The first is a moment when the rescuers and engineers realize that the relentless monsoon rains falling on top of the mountain are filling the caves below with water at such a rapid pace that the boys will be stranded in the caves forever unless the rainwater is diverted from the mountain onto nearby rice fields worked by local rice farmers. Diverting the water will enable the divers to reach the boys, but it will destroy the rice crops of the farmers. The rescuers explain the situation to the farmers, who ask for a moment to speak privately with one another. They return several minutes later and say to the rescuers: “We understand that our crops will be lost. But it is worth it. It is worth the sacrifice. If this gives the boys a chance, we will do our part. For the boys.”
Then, several days later, once all the boys are finally rescued, the local governor, reflects on the enormity of what has just happened and echoes the same sentiment:
“You have come from near and far. Some from nearby towns. Others from around the world. Thousands of you. You gave of your time, your expertise. Some have even sacrificed their crops and their land. And you ask for nothing in return. But I know that you did all of this for one reason: The love for the boys.”
It’s a beautiful moment in the film, one with special emotional resonance for those who parent, teach, and coach boys as we do here at St. Albans.
It’s the very same love that gives our work here its meaning and its purpose: our love for these boys who have been entrusted to our care. Your well-being, your safety, your growth and flourishing are why we exist as a school. It is a privilege for us as adults to travel this journey with you. And you will come to feel what a gift it is, for these blessed years, to be part of a community that is organized so completely around your care and flourishing.
And this love, as we are reminded in our reading for today—and by our presence here in the Cathedral—finds its deepest meaning in the gospel message of God’s love for us.

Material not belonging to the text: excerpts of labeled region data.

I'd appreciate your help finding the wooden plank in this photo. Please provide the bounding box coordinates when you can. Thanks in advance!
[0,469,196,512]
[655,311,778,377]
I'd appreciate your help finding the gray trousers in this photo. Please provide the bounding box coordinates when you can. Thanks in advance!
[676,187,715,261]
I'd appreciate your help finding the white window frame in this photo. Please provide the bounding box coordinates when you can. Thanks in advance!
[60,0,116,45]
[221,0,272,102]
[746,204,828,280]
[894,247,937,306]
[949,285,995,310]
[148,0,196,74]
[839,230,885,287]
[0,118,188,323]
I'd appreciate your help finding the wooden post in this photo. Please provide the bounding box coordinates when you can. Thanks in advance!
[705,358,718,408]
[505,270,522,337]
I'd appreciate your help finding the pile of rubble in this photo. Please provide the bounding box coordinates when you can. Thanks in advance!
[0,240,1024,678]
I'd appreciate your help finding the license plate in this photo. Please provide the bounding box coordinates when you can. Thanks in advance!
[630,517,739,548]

The love at the heart of this school community—the love that surrounds each boy in moments large and small, the love the boys come to feel for one another and this special place—is ultimately a sign of God’s love and how it is at work, through each of us, in our hallways and classrooms, our common spaces and shared stories, in the special covenant that binds this community together.
In the reading, God calls us to remain in his love and to love one another as He has loved us. And he promises that through the sustaining of this love that our joy will be complete. It’s a blessed vision that should indeed fill us with joy and hope. But it does not come into being without our active engagement—without a commitment of our hearts and wills each day to being the best versions of ourselves. To loving and honoring the humanity in others. To living with grace and generosity of spirit. In the reading, God reminds us that love—and the capacity to make it the center of our lives—is a choice. And it often requires sacrifices made for the things and the people that we love. Sometimes these sacrifices have a larger-than-life quality, like the heroic efforts involved in the rescue of the boys trapped in the cave—or in God’s ultimate sacrifice for us. But I think you will find that life will call on you to make smaller choices and sacrifices each day that matter in equally profound ways.
Soon, we will all become busy. The memory of this opening service may fade, as we begin writing essays, completing math problems, competing in athletic contests, and tending to the business of each day. It is sometimes easy to forget in the ordinary flow of our daily lives that the type of community we become is always at stake, even in the smallest moments.
Ernest Hemingway once wrote: “Today is only one day in all the days that will ever be. But what will happen in all the other days that ever come can depend on what you do today.”
Never forget that the choices you make, even in the smallest moments, can make all the difference in the world. You matter. Our choices matter. Let us make the most of them.
This is your time and your moment, gentlemen. This is St. Albans School. God be with you.